Anchor and anchor-free methods are known in order to fasten cleaning elements, such as bristle tufts, in a bristle carrier or the brush head of a toothbrush. The anchor-free or hot-tufting methods fasten the cleaning elements in the brush head by means of a forming technique. Usually, the bristle tufts are melted at their ends to form thickenings in order to increase the pull-out resistance of the tufts. These thickenings can be over-molded with a plastic material to form a bristle carrier or a brush head, or the thickenings can be cast in a bristle carrier or a brush head mechanically by other forming techniques.

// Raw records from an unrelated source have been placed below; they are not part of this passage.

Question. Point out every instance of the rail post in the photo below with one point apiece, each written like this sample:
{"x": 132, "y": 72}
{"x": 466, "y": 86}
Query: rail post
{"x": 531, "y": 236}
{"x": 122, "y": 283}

Theoretically these methods allow to generate bristle fields with different properties in different areas. In order to optimize the cleaning efficiency of toothbrushes, it may be helpful to provide different cleaning elements in different sections of the bristle field or to support cleaning elements or bristle tufts in a different manner, for example, to support a portion thereof rigidly in a section of hard plastic and another portion thereof flexibly in a section of soft plastic. To achieve these results it may be beneficial to melt the ends of differently composed groups of cleaning elements, for example, consisting of different bristle material, to different degrees, in order to achieve an optimum anchoring. However, this is difficult using hot-tufting methods which melt the ends of the tufts after the tufts have been configured into the desired bristle field, because the usually required application of heat to a bristle tuft always also affects adjacent tuft ends. This becomes even more difficult when not only bristle tufts but also differently designed cleaning elements, such as strips of soft plastic, are to be used and to be combined, for example, with bristle tufts.
Accordingly, there is a need for a toothbrush head and manufacturing method thereof, which allows for design flexibility, material flexibility, and support flexibility.